A Beirut non bastava il sangue innocente di Loqman Slim per piangere. A Beirut per sentirsi morire serviva anche la dissociazione dall’onoranza funebre, il primo scandalo congiunto islamo-cristiano.
Come è stato poco detto, nei giorni scorsi nella capitale libanese è ricominciata la stagione degli assassinii politici. Loqman Slim, prestigioso intellettuale sciita, editore, scrittore, attivista, era famoso soprattutto per le sue idee liberali, il suo rifiuto della teocrazia. Ed essendo figlio di sciiti ha sempre seguitato a vivere nella casa di famiglia, a Beirut sud, la Beirut miliziana e teocratica per imposizione di chi la controlla, Hezbollah.
Loqman Slim, dopo essere andato in televisione a dire che ci sono elementi per temere che l’esplosione del porto di Beirut è stata causata dall’acquisto clandestino di esplosivo per il regime di Assad, è stato trucidato. I sicari del partito di Dio – che nega la sua responsabilità sebbene il figlio di Nasrallah abbia esultato sui social media dopo la sua eliminazione – lo avrebbero prima seviziato e poi lo hanno ucciso con cinque colpi esplosi uno alle spalle e quattro alla testa della vittima.
Ieri, 11 febbraio, ci sono state le esequie. Rappresentanti di tutti le confessioni vi hanno preso parte. Tutti uniti con i loro rituali hanno reso omaggio alla vittima di questa cultura criminale, totalitaria, mafiosa. La cosa però non è piaciuta. Sui social media attivisti di Hezbollah e dei gruppi cristiani alleati politicamente con il partito di Dio hanno cominciato a inveire, a insultare gli esponenti religiosi che avevano osato salutare non la vittima, ma “il reo”. Così il primo a prendere le distanze da se stesso è stesso il chierico sciita che aveva preso parte alle esequie, Ali al-Khalil: “ho sbagliato. Non avrei dovuto farlo. E poi le mie posizioni (di adesione ad Hezbollah, ndr) sono note”.

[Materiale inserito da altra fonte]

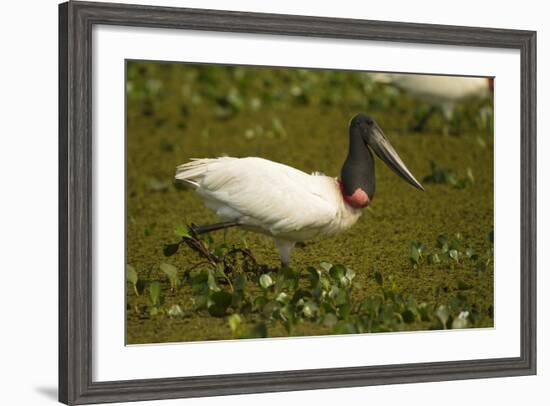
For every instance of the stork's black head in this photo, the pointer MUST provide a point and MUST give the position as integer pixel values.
(358, 170)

Era il bacio della pantofola che i miliziani che controllano con le armi (e i soldi) la comunità sciita esigevano. Ma non era abbastanza. Anche molti attivisti cristiani del partito di Michel Aoun, capo dello stato eletto per volontà di Hezbollah, hanno cominciato a inveire, ad attaccare il sacerdote che aveva osato omaggiare “un musulmano”. E come? Facendo intonare gli inni del Venerdì Santo! “Ma quelli sono consentiti solo per esequie di fedeli cristiani” hanno scritto a rotta di collo, su facebook e altri social. Non erano ragazzate, tanto che già poche ore dopo l’arcidiocesi maronita ha emesso un comunicato ufficiale nel quale si specifica che il religioso che aveva partecipato alla cerimonia non apparteneva ai loro “ranghi” e comunque non era stato delegato dal vescovo a rappresentarlo alla cerimonia.
Così il funerale di Loqman Slim oltre che un bellissimo saluto di tutti i figli di Beirut (musulmani e cristian) a un loro nobile fratello, è diventato anche l’occasione per il primo esempio di “disonoranze funebri” islamo-cristiane.
Viene il sospetto che quello di Loqman Slim sia stato ben altro funerale. Infatti il Libano rimane senza governo dal 4 agosto, giorno dell’esplosione del porto, nessun passo avanti è stato fatto nella presunta indagine su quella tragedia, la violenza e la miseria conquistano il Libano e ora si appaiano nel disonore alla sacra ipocrisia. I mantelli neri del terrore e della corruzione sperano così di chiudere l’ultimo sprazzo di azzurro nel plumbeo cielo calato sugli arabi.